L'information que ces sites proposent est en décalage avec celle proposée par les mass médias, du fait que sur un sujet sensible (les immigrés clandestins), ils ne relayent pas la vision étatique

mercredi 26 novembre 2008

L'insurection qui vient: Soutien aux inculpés du 11 novembre

Voici le texte de la pétition initiée par Éric Hazan et La Fabrique au sujet de l’affaire des neuf inculpations de la semaine dernière (les soi-disant « terroristes » du Comité Invisible).
Il est possible de la signer en renvoyant votre nom et votre qualité (profession ou absence de profession, statut ou absence de statut) à cette adresse.
comiteaat@boum.org


Une opération récente, largement médiatisée, a permis d’arrêter et d’inculper neuf personnes, en mettant en œuvre la législation antiterroriste. Cette opération a déjà changé de nature : une fois établie l’inconsistance de l’accusation de sabotage des caténaires, l’affaire a pris un tour clairement politique. Pour le procureur de la République, « le but de leur entreprise est bien d’atteindre les institutions de l’État, et de parvenir par la violence — je dis bien par la violence et non pas par la contestation qui est permise — à troubler l’ordre politique, économique et social ».

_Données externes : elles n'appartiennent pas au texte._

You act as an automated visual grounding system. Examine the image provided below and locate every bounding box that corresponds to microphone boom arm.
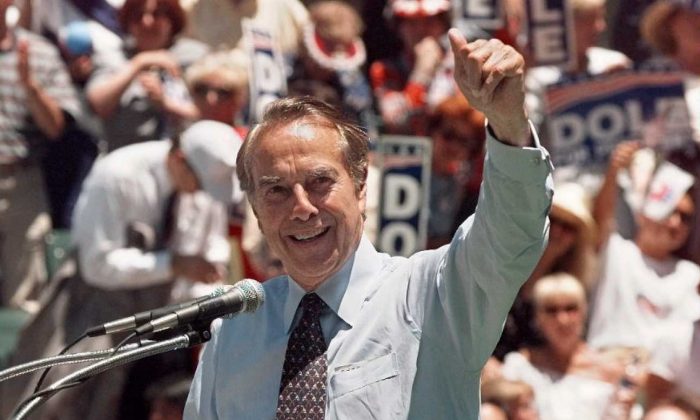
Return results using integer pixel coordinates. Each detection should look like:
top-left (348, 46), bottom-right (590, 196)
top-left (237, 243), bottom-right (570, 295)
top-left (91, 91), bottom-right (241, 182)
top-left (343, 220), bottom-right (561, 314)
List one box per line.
top-left (11, 328), bottom-right (211, 420)
top-left (0, 341), bottom-right (150, 383)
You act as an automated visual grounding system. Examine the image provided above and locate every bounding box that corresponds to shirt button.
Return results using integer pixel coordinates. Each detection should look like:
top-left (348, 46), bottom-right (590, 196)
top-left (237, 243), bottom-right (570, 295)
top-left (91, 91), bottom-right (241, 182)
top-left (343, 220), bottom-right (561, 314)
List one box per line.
top-left (532, 156), bottom-right (541, 164)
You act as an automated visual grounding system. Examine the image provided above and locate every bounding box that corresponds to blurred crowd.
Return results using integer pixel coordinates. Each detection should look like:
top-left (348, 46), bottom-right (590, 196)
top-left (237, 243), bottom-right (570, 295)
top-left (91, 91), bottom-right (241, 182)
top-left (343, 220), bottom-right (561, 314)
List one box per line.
top-left (0, 0), bottom-right (698, 419)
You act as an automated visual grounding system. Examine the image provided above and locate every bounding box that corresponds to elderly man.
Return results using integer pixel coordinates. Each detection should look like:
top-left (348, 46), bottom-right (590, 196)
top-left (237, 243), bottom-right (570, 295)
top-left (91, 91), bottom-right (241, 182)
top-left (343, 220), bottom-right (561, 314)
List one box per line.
top-left (185, 29), bottom-right (553, 419)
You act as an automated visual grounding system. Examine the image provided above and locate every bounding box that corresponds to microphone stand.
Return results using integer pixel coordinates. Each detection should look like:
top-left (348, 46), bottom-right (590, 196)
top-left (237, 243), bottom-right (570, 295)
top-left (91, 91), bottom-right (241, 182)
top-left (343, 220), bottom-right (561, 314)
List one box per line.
top-left (0, 342), bottom-right (149, 383)
top-left (11, 327), bottom-right (212, 420)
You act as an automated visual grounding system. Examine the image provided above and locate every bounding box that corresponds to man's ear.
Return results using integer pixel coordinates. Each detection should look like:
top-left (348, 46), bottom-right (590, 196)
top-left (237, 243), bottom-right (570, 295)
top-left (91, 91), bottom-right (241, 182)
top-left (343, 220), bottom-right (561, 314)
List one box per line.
top-left (356, 166), bottom-right (369, 202)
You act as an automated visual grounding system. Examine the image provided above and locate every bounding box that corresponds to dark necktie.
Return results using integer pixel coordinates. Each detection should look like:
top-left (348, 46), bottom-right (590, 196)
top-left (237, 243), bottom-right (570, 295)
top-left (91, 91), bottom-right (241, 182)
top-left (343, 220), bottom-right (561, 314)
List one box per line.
top-left (276, 293), bottom-right (328, 419)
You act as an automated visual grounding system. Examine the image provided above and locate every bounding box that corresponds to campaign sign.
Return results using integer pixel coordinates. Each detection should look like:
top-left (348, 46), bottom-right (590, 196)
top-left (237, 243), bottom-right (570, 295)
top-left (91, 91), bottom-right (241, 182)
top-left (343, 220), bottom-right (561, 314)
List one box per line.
top-left (376, 136), bottom-right (432, 257)
top-left (243, 20), bottom-right (287, 123)
top-left (544, 71), bottom-right (692, 170)
top-left (455, 0), bottom-right (503, 29)
top-left (525, 0), bottom-right (575, 68)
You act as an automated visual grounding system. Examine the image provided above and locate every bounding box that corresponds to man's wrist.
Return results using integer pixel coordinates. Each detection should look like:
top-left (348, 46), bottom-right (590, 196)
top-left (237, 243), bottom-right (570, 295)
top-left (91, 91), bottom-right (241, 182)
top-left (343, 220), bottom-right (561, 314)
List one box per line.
top-left (488, 114), bottom-right (532, 147)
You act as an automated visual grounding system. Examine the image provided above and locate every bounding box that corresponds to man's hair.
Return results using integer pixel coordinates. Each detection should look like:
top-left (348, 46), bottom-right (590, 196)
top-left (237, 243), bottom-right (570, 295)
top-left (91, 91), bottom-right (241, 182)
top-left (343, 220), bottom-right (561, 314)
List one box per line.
top-left (236, 96), bottom-right (369, 194)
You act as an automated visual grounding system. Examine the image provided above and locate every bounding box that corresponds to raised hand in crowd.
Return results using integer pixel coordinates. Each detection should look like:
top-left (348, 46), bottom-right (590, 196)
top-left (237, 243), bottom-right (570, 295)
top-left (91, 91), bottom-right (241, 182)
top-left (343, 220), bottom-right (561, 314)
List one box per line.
top-left (593, 140), bottom-right (642, 246)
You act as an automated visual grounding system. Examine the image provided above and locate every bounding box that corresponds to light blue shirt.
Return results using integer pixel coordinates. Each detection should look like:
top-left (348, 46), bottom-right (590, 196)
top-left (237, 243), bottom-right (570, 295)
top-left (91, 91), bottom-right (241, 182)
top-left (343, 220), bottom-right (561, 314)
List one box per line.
top-left (185, 128), bottom-right (554, 419)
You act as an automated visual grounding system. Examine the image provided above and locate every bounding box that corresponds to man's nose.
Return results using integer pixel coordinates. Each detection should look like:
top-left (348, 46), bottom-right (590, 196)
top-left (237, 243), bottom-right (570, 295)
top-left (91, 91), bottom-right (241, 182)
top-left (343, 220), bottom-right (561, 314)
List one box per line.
top-left (290, 184), bottom-right (318, 221)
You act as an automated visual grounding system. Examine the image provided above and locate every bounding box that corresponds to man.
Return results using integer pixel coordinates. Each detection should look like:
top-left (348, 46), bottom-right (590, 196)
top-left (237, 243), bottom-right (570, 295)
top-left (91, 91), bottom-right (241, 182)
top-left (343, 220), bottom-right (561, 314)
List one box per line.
top-left (185, 29), bottom-right (553, 419)
top-left (0, 0), bottom-right (81, 310)
top-left (0, 120), bottom-right (243, 419)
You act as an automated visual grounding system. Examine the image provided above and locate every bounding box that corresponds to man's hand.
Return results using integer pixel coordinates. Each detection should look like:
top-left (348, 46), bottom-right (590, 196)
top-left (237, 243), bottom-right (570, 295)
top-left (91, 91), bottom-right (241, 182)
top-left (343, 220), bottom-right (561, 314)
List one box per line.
top-left (448, 29), bottom-right (529, 146)
top-left (172, 254), bottom-right (226, 284)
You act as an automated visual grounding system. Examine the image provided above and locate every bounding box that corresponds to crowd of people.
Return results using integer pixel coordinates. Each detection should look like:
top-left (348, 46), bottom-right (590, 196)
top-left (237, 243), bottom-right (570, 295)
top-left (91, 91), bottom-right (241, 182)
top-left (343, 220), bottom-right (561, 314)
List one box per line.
top-left (0, 0), bottom-right (698, 419)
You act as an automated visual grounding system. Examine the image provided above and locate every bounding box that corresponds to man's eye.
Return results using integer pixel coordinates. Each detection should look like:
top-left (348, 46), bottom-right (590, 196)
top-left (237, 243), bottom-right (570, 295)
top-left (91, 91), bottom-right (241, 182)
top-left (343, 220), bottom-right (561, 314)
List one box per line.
top-left (265, 186), bottom-right (288, 199)
top-left (311, 177), bottom-right (334, 190)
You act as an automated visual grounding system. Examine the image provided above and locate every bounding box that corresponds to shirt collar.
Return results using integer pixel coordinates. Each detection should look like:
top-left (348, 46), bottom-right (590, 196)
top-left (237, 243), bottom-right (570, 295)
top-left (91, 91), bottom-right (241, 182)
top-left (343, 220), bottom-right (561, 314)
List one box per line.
top-left (282, 235), bottom-right (384, 333)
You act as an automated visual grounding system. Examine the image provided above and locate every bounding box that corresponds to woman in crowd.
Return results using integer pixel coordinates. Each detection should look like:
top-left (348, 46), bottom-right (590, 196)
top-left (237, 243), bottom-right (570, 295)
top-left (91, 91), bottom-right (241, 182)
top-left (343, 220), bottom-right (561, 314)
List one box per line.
top-left (502, 273), bottom-right (639, 420)
top-left (87, 0), bottom-right (204, 151)
top-left (185, 49), bottom-right (249, 128)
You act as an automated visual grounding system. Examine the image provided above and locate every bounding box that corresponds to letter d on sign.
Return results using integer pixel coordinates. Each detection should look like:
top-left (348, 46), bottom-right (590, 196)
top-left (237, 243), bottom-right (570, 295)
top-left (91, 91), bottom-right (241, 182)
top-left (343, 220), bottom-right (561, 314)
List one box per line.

La cible de cette opération est bien plus large que le groupe des personnes inculpées, contre lesquelles il n’existe aucune preuve matérielle, ni même rien de précis qui puisse leur être reproché. L’inculpation pour « association de malfaiteurs en vue d’une entreprise terroriste » est plus que vague : qu’est-ce au juste qu’une association, et comment faut-il entendre ce « en vue de » sinon comme une criminalisation de l’intention ? Quant au qualificatif de terroriste, la définition en vigueur est si large qu’il peut s’appliquer à pratiquement n’importe quoi — et que posséder tel ou tel texte, aller à telle ou telle manifestation suffit à tomber sous le coup de cette législation d’exception.

Les personnes inculpées n’ont pas été choisies au hasard, mais parce qu’elles mènent une existence politique. Ils et elles ont participé à des manifestations — dernièrement, celle de Vichy, où s’est tenu le peu honorable sommet européen sur l’immigration. Ils réfléchissent, ils lisent des livres, ils vivent ensemble dans un village lointain. On a parlé de clandestinité : ils ont ouvert une épicerie, tout le monde les connaît dans la région, où un comité de soutien s’est organisé dès leur arrestation. Ce qu’ils cherchaient, ce n’est ni l’anonymat, ni le refuge, mais bien le contraire : une autre relation que celle, anonyme, de la métropole. Finalement, l’absence de preuve elle-même devient une preuve : le refus des inculpés de se dénoncer les uns les autres durant la garde à vue est présenté comme un nouvel indice de leur fond terroriste.

En réalité, pour nous tous cette affaire est un test. Jusqu’à quel point allons-nous accepter que l’antiterrorisme permette n’importe quand d’inculper n’importe qui ? Où se situe la limite de la liberté d’expression ? Les lois d’exception adoptées sous prétexte de terrorisme et de sécurité sont-elles compatibles à long terme avec la démocratie ? Sommes-nous prêts à voir la police et la justice négocier le virage vers un ordre nouveau ? La réponse à ces questions, c’est à nous de la donner, et d’abord en demandant l’arrêt des poursuites et la libération immédiate de celles et ceux qui ont été inculpés pour l’exemple.